The founder of the Gaelic Athletic Association, Michael Cusack, as The Nameless Citizen/Cyclops, is the model and font of blind (eventually) nationalism in the one of the two most hateful and violent chapters of Ulysses (1922), set among drinkers in a bar with whom Bloom tangles. (The second, much briefer event, is after midnight when Stephen Daedalus is beaten up by two British soldiers. Joyce is even-handed in his despisal of nationalism.)

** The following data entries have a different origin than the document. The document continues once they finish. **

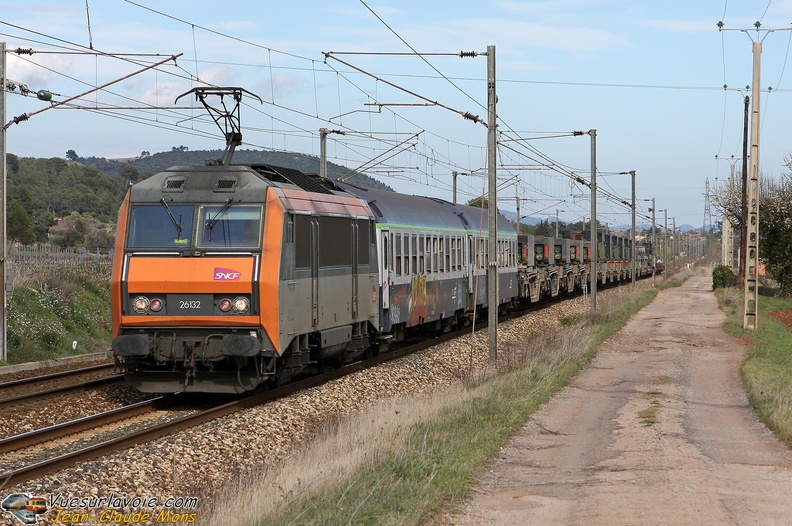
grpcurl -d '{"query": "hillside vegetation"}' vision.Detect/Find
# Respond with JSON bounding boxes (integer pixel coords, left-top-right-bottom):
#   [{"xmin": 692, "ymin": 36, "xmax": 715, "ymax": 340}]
[
  {"xmin": 7, "ymin": 146, "xmax": 391, "ymax": 251},
  {"xmin": 0, "ymin": 262, "xmax": 111, "ymax": 364}
]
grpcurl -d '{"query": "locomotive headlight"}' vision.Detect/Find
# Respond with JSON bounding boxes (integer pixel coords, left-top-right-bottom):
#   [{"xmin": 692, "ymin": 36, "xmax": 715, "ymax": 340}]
[
  {"xmin": 132, "ymin": 296, "xmax": 149, "ymax": 314},
  {"xmin": 234, "ymin": 296, "xmax": 250, "ymax": 314}
]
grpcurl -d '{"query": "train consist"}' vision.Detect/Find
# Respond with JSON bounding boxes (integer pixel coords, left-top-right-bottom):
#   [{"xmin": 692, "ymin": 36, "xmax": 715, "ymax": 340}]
[{"xmin": 111, "ymin": 164, "xmax": 653, "ymax": 393}]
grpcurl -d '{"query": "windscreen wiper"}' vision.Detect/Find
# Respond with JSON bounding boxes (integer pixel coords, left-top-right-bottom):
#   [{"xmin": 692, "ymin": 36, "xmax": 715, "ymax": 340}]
[
  {"xmin": 205, "ymin": 197, "xmax": 234, "ymax": 236},
  {"xmin": 160, "ymin": 197, "xmax": 181, "ymax": 240}
]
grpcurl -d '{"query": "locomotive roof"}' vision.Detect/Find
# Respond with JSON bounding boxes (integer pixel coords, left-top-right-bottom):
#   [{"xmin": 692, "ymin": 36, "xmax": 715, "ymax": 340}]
[
  {"xmin": 337, "ymin": 183, "xmax": 516, "ymax": 236},
  {"xmin": 130, "ymin": 164, "xmax": 339, "ymax": 203}
]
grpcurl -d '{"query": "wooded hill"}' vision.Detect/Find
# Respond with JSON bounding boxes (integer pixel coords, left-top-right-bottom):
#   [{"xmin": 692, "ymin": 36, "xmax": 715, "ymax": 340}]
[{"xmin": 7, "ymin": 146, "xmax": 391, "ymax": 248}]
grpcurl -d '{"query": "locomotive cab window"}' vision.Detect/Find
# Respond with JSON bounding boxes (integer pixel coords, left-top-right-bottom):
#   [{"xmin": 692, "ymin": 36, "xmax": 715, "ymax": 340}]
[
  {"xmin": 127, "ymin": 202, "xmax": 195, "ymax": 249},
  {"xmin": 198, "ymin": 202, "xmax": 261, "ymax": 248}
]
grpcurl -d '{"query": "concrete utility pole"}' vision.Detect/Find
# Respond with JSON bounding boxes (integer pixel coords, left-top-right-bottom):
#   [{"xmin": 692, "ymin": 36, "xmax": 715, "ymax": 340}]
[
  {"xmin": 0, "ymin": 42, "xmax": 10, "ymax": 362},
  {"xmin": 663, "ymin": 208, "xmax": 668, "ymax": 281},
  {"xmin": 715, "ymin": 155, "xmax": 740, "ymax": 270},
  {"xmin": 588, "ymin": 130, "xmax": 599, "ymax": 312},
  {"xmin": 630, "ymin": 170, "xmax": 635, "ymax": 290},
  {"xmin": 487, "ymin": 46, "xmax": 498, "ymax": 367},
  {"xmin": 717, "ymin": 21, "xmax": 792, "ymax": 329},
  {"xmin": 671, "ymin": 217, "xmax": 677, "ymax": 274},
  {"xmin": 742, "ymin": 35, "xmax": 769, "ymax": 329},
  {"xmin": 652, "ymin": 197, "xmax": 657, "ymax": 287},
  {"xmin": 556, "ymin": 208, "xmax": 566, "ymax": 238}
]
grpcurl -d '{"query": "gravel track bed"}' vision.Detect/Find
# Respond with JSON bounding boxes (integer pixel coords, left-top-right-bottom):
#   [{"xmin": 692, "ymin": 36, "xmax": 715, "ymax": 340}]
[
  {"xmin": 0, "ymin": 371, "xmax": 119, "ymax": 400},
  {"xmin": 0, "ymin": 358, "xmax": 113, "ymax": 383},
  {"xmin": 0, "ymin": 284, "xmax": 636, "ymax": 524},
  {"xmin": 0, "ymin": 382, "xmax": 153, "ymax": 442}
]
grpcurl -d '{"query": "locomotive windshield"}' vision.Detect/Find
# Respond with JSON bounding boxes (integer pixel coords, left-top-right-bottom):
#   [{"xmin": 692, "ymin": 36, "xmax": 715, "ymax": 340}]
[
  {"xmin": 127, "ymin": 203, "xmax": 195, "ymax": 248},
  {"xmin": 198, "ymin": 201, "xmax": 262, "ymax": 248}
]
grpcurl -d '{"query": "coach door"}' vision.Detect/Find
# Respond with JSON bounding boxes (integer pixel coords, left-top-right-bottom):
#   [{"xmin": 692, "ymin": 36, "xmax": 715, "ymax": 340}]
[
  {"xmin": 311, "ymin": 217, "xmax": 319, "ymax": 327},
  {"xmin": 462, "ymin": 234, "xmax": 475, "ymax": 294},
  {"xmin": 379, "ymin": 229, "xmax": 390, "ymax": 309},
  {"xmin": 352, "ymin": 221, "xmax": 360, "ymax": 320}
]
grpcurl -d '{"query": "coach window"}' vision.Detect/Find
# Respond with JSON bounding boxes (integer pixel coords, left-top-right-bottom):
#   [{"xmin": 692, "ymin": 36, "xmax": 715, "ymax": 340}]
[
  {"xmin": 432, "ymin": 236, "xmax": 440, "ymax": 272},
  {"xmin": 198, "ymin": 204, "xmax": 262, "ymax": 248},
  {"xmin": 409, "ymin": 234, "xmax": 418, "ymax": 275},
  {"xmin": 418, "ymin": 234, "xmax": 426, "ymax": 274},
  {"xmin": 393, "ymin": 234, "xmax": 403, "ymax": 276}
]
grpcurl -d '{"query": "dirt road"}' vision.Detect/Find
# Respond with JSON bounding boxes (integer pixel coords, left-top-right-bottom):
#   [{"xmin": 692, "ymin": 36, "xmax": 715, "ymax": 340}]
[{"xmin": 449, "ymin": 277, "xmax": 792, "ymax": 526}]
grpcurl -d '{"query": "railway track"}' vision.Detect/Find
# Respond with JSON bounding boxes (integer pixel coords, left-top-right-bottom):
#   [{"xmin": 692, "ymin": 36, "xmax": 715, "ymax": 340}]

The bar talk with The Citizen is periodically mocked in inflated (gigantesque) journalistic prose, as in this report of the drinkers passing comments on the virtue of sport in Ireland:

A most interesting discussion took place in the ancient hall of Brian O’Ciarnain’s in Sraid na Bretaine Bheag, under the auspices of Sluagh na h-Eireann, on the revival of ancient Gaelic sports and the importance of physical culture, as understood in ancient Greece and ancient Rome and ancient Ireland, for the development of the race. The venerable president of the noble order was in the chair and the attendance was of large dimensions. After an instructive discourse by the chairman, a magnificent oration eloquently and forcibly expressed, a most interesting and instructive discussion of the usual high standard of excellence ensued as to the desirability of the revivability of the ancient games and sports of our ancient Panceltic forefathers. The wellknown and highly respected worker in the cause of our old tongue, Mr Joseph M’Carthy Hynes, made an eloquent appeal for the resuscitation of the ancient Gaelic sports and pastimes, practised morning and evening by Finn MacCool, as calculated to revive the best traditions of manly strength and prowess handed down to us from ancient ages. L. Bloom, who met with a mixed reception of applause and hisses, having espoused the negative the vocalist chairman brought the discussion to a close, in response to repeated requests and hearty plaudits from all parts of a bumper house, by a remarkably noteworthy rendering of the immortal Thomas Osborne Davis’ evergreen verses (happily too familiar to need recalling here) A Nation Once Again in the execution of which the veteran patriot champion may be said without fear of contradiction to have fairly excelled himself. The Irish Caruso-Garibaldi was in superlative form and his stentorian notes were heard to the greatest advantage in the timehonoured anthem sung as only our citizen can sing it. His superb highclass vocalism, which by its superquality greatly enhanced his already international reputation, was vociferously applauded by the large audience among which were to be noticed many prominent members of the clergy as well as representatives of the press and the bar and the other learned professions. The proceedings then terminated.